Running out of milk? Don’t worry. There are a lot of milk substitutes for baking that will come to your aid when an emergency cooking problem arises. On the days of our grandparents, baking seems to be a lot stricter. What you need for a recipe cannot be replaced by another. Now that people have been very good at experimenting, you’ll see a lot has changed in the way we view baking. For now, we’ll focus at possible alternatives for a very important ingredient in baking which is milk in the absence thereof. We’ve rounded up the following to be the best substitutes: water, yogurt, evaporated milk or dry milk, condensed milk, and non-dairy milk. The following will tell you why and how.

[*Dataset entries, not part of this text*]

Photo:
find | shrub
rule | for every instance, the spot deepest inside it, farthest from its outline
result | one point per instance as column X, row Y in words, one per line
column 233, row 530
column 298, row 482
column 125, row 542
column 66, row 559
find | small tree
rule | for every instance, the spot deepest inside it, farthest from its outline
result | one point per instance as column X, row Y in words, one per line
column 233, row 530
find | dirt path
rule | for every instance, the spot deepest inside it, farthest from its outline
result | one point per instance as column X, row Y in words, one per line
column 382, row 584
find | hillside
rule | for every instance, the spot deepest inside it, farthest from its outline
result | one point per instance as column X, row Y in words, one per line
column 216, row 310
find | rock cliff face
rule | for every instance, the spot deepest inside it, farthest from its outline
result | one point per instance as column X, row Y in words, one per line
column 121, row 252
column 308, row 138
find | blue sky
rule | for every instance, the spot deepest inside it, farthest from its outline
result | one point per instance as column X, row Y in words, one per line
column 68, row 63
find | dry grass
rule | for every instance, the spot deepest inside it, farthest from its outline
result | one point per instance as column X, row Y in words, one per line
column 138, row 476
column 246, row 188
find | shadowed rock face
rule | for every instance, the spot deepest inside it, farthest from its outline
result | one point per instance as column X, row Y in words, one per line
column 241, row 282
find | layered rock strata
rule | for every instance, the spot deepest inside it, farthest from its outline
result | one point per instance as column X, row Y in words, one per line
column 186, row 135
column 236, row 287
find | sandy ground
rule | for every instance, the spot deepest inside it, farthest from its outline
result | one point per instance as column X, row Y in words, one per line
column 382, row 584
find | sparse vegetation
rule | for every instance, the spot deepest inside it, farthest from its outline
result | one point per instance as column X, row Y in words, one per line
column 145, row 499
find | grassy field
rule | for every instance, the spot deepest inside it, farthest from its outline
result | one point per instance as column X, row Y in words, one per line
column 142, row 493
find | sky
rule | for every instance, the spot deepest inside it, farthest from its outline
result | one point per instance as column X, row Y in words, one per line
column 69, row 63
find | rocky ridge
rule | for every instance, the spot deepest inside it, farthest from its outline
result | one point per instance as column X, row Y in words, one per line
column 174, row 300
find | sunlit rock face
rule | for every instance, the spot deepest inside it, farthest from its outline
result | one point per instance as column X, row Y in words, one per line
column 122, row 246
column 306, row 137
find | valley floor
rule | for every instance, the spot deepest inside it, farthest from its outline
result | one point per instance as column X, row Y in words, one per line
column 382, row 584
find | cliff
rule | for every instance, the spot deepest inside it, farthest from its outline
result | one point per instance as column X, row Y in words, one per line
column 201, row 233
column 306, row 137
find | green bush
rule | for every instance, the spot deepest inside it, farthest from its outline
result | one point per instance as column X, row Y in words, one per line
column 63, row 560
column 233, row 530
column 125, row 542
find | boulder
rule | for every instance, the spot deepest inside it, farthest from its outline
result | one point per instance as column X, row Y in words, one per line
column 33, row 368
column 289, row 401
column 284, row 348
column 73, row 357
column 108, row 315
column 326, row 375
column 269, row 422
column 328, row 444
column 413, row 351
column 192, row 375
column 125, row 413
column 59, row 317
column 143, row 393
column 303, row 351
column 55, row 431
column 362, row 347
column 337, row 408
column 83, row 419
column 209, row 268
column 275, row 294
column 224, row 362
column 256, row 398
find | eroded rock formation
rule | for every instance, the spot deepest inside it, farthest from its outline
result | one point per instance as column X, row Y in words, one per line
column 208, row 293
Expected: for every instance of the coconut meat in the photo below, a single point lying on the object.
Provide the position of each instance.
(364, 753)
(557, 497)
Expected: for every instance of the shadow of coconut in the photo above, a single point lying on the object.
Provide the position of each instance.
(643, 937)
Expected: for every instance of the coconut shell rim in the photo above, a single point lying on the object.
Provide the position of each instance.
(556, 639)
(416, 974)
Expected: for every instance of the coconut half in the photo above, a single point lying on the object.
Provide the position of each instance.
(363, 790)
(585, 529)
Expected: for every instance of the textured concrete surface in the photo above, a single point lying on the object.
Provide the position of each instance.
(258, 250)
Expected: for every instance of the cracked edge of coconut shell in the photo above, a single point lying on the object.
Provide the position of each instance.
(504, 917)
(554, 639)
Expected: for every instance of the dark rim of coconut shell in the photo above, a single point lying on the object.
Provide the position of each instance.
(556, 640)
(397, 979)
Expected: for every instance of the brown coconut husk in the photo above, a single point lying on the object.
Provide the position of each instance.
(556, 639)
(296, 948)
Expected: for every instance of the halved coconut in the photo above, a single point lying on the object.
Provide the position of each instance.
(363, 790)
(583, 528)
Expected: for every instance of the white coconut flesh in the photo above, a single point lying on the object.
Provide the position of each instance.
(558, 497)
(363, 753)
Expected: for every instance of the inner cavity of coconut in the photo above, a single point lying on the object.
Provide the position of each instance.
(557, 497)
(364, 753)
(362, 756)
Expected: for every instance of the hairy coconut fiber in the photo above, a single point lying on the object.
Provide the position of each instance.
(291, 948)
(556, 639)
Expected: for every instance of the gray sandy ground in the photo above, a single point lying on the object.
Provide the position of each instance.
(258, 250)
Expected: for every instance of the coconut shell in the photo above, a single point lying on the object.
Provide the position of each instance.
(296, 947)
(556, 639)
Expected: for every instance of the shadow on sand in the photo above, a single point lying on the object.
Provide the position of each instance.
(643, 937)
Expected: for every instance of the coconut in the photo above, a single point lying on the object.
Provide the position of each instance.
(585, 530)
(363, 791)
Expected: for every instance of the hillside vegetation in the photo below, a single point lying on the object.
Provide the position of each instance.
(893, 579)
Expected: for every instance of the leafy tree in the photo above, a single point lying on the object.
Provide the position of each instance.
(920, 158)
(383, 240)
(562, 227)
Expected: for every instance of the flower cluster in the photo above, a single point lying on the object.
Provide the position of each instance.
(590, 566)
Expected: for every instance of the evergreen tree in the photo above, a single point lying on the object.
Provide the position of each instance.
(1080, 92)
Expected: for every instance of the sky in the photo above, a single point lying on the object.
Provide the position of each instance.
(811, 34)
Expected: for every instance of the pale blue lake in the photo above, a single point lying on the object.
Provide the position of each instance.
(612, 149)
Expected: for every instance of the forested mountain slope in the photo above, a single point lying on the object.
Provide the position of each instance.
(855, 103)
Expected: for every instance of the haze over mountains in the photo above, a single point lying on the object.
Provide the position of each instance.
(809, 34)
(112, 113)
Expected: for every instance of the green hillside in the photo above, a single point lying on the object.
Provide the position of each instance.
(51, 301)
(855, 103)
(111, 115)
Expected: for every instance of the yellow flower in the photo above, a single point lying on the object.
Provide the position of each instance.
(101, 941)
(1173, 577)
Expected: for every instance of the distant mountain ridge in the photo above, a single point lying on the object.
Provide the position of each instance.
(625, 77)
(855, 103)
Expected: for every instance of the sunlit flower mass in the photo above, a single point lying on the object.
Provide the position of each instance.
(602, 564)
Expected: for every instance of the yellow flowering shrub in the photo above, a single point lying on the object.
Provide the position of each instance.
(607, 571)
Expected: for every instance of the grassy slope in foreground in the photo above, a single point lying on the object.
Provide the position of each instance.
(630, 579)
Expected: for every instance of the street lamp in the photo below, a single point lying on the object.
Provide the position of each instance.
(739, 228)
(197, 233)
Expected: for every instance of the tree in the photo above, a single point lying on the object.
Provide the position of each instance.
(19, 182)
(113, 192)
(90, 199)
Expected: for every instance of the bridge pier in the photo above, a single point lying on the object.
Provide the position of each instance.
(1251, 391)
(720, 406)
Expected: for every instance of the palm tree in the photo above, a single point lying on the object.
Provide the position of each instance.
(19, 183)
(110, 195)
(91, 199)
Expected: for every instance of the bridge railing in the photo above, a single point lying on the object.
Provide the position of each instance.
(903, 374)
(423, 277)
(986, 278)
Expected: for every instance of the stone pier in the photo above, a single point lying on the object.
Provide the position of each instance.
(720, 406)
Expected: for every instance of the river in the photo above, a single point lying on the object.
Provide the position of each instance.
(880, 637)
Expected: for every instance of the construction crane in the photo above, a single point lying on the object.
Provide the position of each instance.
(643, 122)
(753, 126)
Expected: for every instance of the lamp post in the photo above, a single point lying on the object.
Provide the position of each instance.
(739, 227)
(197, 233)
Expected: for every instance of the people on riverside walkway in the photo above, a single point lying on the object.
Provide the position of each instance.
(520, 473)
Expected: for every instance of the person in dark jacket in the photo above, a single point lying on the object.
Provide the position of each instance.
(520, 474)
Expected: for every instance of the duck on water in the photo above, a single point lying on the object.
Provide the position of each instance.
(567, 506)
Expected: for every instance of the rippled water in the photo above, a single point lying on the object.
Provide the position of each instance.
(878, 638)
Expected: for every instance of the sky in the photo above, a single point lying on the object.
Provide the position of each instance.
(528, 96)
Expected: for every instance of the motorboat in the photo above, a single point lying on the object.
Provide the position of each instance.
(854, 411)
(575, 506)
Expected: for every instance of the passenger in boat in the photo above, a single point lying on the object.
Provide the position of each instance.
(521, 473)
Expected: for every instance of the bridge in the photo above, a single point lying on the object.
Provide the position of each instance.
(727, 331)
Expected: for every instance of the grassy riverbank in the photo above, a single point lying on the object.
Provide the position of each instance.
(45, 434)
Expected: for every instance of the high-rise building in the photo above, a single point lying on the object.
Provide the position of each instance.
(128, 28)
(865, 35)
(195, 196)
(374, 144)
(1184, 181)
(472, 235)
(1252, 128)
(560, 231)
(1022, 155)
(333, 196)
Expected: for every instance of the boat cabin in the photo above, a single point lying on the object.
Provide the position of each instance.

The purpose of milk in baking
Before we deal further on how you can respond to a milk crisis during baking, you need to know first what milk does to your baked goodies. With this, you can identify on your own what medium is best to be used as replacement. In general, milk functions as a hydrating agent that will provide moisture for the dry ingredients.
Now that you know this fact, you may come to think that all liquid ingredients can serve as milk substitutes for baking. It may be true however, you also need to know that aside from providing hydration, depending on the product, it also performs a number of function. For example, it gives a good texture and mouth-feel to your baked goods. It also contributes to an appealing color and flavour. Thanks to the protein present in milk, all these are possible. Before deciding to toss whatever liquid food item you have in your cupboard, you need to assess first whether or not it will function only to hydrate or perhaps it will do more than just that. Also, consider whether or not it will affect the final taste of your baked product.
Common Milk Substitutes for Baking
Commonly used substitutes are detailed as follows.
Being the universal solvent, water is the cheapest alternative to milk in baking. A cup of milk is equivalent to a cup of water plus 1 ½ teaspoons of butter. If you do the math right to come up with whatever’s required on the recipe, you’ll have no problems on the outcome.
Here’s the logic behind. More than 50% of milk is water and the rest of the major components is fat. Using water and butter as alternative creates few to no difference on the outcome. Butter, which is loaded up with fat, can still provide the moisture and delectable mouth-feel of the baked goods that is attributed to the milk’s job. Consequently, if butter is also lacking and you use just water to moisturize, expect that while it will be baked, your bread or cake may fall short to the expected outcome.
Plain yogurt and sourdough are excellent milk substitutes for baking. Whatever amount of milk is called for in the recipe, use the same for either yogurt or sourdough. Regarding outcome, these fermented products have a slightly pungent taste which may or may not affect the overall taste of the product. If you’re worried about this, you can neutralize their acidic nature by adding ½ teaspoon of soda for every cup of yogurt used. In relation to this, if you’re doing a recipe that calls for baking soda for leavening purpose, you may need to amplify it a bit because the acid on yogurt and sourdough may render the activity of it neutral. Expect also that your baked product will come out moister and richer. In the event you found yogurt in your fridge but only the Greek type, you can still use this but thin it out with water first. Greek yogurt is comprised with more fat and protein components hence, the need for dilution.
While condensed milk is not a popular milk substitute for baking, some desperate times make use of it anyhow. Its high sugar content can alter the sweetness of your product and can result to a more intensified browning of the crust. In this case, you may need to adjust the proportion of sugar to be added.
Evaporated or Powdered milk
These milk products offer superb alternate solution when you realized milk is lacking in your grocery items. Its components are same with milk except that you remove a portion of water in evaporated milk and you completely drain out in powdered milk. So yes, you guessed it right. The way to mimic the function of an ordinary milk is just to add water. For evaporated milk, if a recipe calls for a cup, combine half a cup of it with half a cup of water. For powdered milk, check the packaging how much tablespoons are needed to make a certain volume you need.
The rise in the number of vegetarians has brought forth innovations in baking also. You can use the same amount of non-dairy milk whichever you prefer as the indicated volume of milk needed on the recipe. Below are common non-dairy milk substitutes for baking:
- Almond milk – The unsweetened version of this is more preferred for ease in controlling the sweetness of the product. This gives a nutty taste so it’s generally recommended for baked chocolate-flavored products.
- Coconut milk – This will give a hint of coconut taste to your product so be careful on which baked good you’ll use this on.
- Rice milk – In terms of regulating flavor, this is preferred by most bakers because it has a mild taste.
- Soy milk – This is preferred by many because it has a texture similar to milk without too much effect on the outcome. Remember to use unsweetened ones.
- Oat milk – This also loved by vegetarian bakers because of its creamy texture. The oat flavors also give a fantastic twist on baked products.
When a milk emergency breaks in the middle of your baking, there’s no cause for you to panic at all. You have these substitutes in handy and you have a wide variety to choose from. Hope you learned a trick or two from these.